Juliane Kippenberg,?associate director of the Children's Rights Division at Human Rights Watch (HRW) and author of the report, says that not enough has been done to discourage child labour.
“In 2011 we found the government was not doing enough to monitor and support very poor children in the mining areas. The government had absolutely no handle on the situation at the time,” she explains.
Her findings are backed up by a January 2017 Partnership African Canada (PAC) report, which states that the lack of government presence, institutional structure and policy coherence undermine the ability to plan, capture and reap the sector’s full economic benefits and breeds child labour and environmental destruction.
Gold produced by informal miners is passed on to traders. It then passes through a series of other middlemen, to reach an export company, typically Malian, and then finds its way into international smelters. The PAC reports notes that most of this is seemingly arriving in UAE.
“This is evidenced most clearly by import trade data from the UAE that in successive years exceeds the entire gold production of Mali’s industrial production which is spoken for by Swiss and South African refiners,” the report states.

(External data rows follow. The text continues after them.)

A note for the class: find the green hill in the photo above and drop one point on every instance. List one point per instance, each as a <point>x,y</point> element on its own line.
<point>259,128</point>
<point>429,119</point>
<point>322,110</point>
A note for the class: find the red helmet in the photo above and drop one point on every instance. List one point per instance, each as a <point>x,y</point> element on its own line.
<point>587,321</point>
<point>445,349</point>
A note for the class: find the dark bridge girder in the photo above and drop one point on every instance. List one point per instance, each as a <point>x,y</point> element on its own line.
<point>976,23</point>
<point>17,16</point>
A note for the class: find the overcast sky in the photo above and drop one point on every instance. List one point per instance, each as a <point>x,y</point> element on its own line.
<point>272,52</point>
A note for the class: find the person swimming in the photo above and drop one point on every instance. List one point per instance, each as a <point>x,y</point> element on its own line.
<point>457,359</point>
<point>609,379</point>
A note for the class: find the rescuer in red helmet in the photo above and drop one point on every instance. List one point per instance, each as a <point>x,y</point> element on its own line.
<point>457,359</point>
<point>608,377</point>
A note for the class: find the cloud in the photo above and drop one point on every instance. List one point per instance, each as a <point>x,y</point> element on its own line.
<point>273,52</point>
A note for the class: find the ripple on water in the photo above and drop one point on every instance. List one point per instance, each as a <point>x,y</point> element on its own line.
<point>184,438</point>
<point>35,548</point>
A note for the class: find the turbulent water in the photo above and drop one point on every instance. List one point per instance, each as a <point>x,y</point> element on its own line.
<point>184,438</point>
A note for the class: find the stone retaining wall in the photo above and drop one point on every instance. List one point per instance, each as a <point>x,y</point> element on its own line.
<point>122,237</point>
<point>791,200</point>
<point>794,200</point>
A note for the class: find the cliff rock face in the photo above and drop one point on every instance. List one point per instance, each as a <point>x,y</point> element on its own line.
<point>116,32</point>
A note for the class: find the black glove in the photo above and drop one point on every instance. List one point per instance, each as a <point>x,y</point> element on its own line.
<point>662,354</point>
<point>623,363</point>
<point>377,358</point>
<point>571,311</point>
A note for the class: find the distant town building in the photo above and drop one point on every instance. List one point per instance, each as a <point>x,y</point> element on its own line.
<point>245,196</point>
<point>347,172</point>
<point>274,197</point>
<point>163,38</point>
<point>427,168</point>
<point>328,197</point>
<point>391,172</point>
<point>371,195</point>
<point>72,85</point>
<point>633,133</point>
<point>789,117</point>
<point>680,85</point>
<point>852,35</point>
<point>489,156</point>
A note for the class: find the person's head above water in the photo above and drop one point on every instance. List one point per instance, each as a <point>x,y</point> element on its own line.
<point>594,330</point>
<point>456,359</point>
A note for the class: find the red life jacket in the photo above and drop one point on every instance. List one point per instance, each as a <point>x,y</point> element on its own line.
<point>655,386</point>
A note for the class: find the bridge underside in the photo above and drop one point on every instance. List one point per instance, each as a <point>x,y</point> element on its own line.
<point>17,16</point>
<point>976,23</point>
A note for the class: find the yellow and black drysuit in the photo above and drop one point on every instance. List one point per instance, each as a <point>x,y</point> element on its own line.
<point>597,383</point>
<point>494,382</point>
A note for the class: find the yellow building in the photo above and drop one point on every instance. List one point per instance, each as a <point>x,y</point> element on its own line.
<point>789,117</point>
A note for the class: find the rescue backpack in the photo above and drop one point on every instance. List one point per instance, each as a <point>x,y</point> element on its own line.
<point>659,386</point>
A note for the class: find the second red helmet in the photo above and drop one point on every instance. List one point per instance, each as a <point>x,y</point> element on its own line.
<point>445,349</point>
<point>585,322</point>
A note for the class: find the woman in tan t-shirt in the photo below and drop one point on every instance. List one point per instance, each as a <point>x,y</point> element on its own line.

Formalising the sector for human rights
Groups have called on the Malian Government and international donors to formalise the sector which would produce labour laws and revenue reporting, and better environmental standards. However, despite adopting a National Action Plan for the Elimination of Child Labour in June 2011 there seems to be little progress.
The EITI has been unsure of how to approach revenue reporting from artisanal miners in Mali. Baldé says they are looking to ask traders buying this gold to contribute to EITI reporting by disclosing how much they have bought, exported and paid to the government, so it can be reconciled with the relevant government agencies who collect the revenue.
Security is also a potential threat for miners dealing in lucrative gold, although the sector has so-far avoided becoming embroiled with armed groups that are active in the north of the country, a good distance from the mining regions in the south and west. Both PAC and HRW say they have not seen any solid evidence that armed militia is being funded by illicit mining.
Seán Smith, senior Africa analyst at global risk consultancy Verisk Maplecroft, says although there is always a possibility of violence, limited Islamist capacity in the south reduces this risk for miners.
“The threat of terrorist attacks in Mali is greater than in any other country in the Sahel; but because Mali’s gold mines are in the most secure part of the country and benefit from a sizeable buffer zone, this gives a slightly misleading picture for the industry – in fact, the risk of kidnapping or a large-scale attack at a mine is significantly higher in neighbouring countries within striking range of northern Mali,” he adds.
Baldé says there have been some new developments since the EITI study, which only focused on a particular timeframe (July to October 2016). Some recommendations made have been welcomed by stakeholders and implementation seems to be moving forward.
However, he is concerned that government commitment may not remain the same due to changes at the Chamber of Mines.
Mining will continue to grow and without decisive action and strong leadership, so could Mali’s problems.
Going forward, to achieve the EITI standard and to overcome some of the ongoing and paramount challenges Mali faces, government determination will be key, and leadership at the Ministry of Mines will be especially critical.
“Mining is always a double-edged sword,” says Kippenberg, adding “On the one hand, it is important to provide people with a job and an income. But on the other hand, there are risks to both the natural environment and the health of people, as well as issues around resettlement and corruption. But this is not new and neither is it specific to Mali.”